Curated By: Shaurya Sharma
Last Updated: August 23, 2023, 08:23 IST
Menlo Park, California, USA
Meta has unveiled a new AI model called SeamlessM4T, which is designed to help users translate text and speech more efficiently across different languages.
The company says SeamlessM4T is the first all-in-one multimodal and multilingual AI translation model. It can recognize speech in nearly 100 languages, and translate speech to text in nearly 100 input and output languages. It also supports text-to-text translation, text-to-speech translation, and even speech-to-speech translation.
Meta is making SeamlessM4T available publicly with a research license so that researchers can build further on the already existing work.
“Building a universal language translator, like the fictional Babel Fish in The Hitchhiker’s Guide to the Galaxy, is challenging because existing speech-to-speech and speech-to-text systems only cover a small fraction of the world’s languages. But we believe the work we’re announcing today is a significant step forward in this journey,” Meta notes.
It also said that when comparing this model to other “approaches using separate models, SeamlessM4T’s single system approach reduces errors and delays, increasing the efficiency and quality of the translation process. This enables people who speak different languages to communicate with each other more effectively.”
Meta also acknowledged that the creation of this model is all towards creating a “universal translator.” And, that the current model draws inspiration from some of the company’s recent models like No Language Left Behind and Massively Multilingual Speech.
“In the future, we want to explore how this foundational model can enable new communication capabilities—ultimately bringing us closer to a world where everyone can be understood.,” Meta said.
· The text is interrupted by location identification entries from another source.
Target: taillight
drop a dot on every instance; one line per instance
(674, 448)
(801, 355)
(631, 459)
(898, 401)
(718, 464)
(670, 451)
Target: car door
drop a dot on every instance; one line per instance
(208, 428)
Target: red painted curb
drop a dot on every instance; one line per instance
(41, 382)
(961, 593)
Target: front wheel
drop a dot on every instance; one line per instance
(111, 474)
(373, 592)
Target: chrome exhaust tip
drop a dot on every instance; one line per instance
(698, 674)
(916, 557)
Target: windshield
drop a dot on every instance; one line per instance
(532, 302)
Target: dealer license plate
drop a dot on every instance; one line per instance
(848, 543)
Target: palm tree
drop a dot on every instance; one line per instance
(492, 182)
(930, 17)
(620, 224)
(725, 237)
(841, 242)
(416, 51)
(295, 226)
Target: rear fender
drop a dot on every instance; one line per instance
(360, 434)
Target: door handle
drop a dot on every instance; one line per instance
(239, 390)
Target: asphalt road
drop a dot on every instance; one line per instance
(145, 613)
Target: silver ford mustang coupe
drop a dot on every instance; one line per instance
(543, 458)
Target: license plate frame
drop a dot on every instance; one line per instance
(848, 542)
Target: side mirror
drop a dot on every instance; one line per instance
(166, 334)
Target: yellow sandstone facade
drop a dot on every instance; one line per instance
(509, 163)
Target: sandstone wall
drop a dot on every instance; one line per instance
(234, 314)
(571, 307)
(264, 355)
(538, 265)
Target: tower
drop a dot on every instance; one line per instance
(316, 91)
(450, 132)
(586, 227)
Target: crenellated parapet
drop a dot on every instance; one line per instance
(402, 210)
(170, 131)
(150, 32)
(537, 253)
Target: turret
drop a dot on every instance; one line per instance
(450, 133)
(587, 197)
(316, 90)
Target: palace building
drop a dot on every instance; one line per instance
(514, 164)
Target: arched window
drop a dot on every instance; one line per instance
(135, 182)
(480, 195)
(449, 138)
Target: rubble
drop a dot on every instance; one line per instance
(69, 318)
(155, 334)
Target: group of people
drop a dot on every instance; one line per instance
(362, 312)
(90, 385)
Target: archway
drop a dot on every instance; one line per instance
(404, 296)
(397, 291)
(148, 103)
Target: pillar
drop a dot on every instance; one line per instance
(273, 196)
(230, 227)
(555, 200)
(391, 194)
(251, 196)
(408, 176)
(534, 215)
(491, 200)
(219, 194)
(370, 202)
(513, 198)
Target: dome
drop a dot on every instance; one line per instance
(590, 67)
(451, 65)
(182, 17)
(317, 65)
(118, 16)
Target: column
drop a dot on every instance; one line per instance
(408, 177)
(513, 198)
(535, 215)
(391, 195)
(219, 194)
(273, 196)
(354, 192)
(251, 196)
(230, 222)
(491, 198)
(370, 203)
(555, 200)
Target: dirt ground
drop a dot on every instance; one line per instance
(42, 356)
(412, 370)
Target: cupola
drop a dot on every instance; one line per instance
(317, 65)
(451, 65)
In related news, Meta also recently unveiled its AudiCraft AI tool which lets users create original audio tracks using text-based prompts. The tool is divided into three models: AudioGen, MusicGen, and EnCodec. AudioGen generates audio from text prompts based on public sound effects, while MusicGen does the same thing but with music licensed by Meta. EnCodec decoder allows for higher quality music generation with fewer artefacts.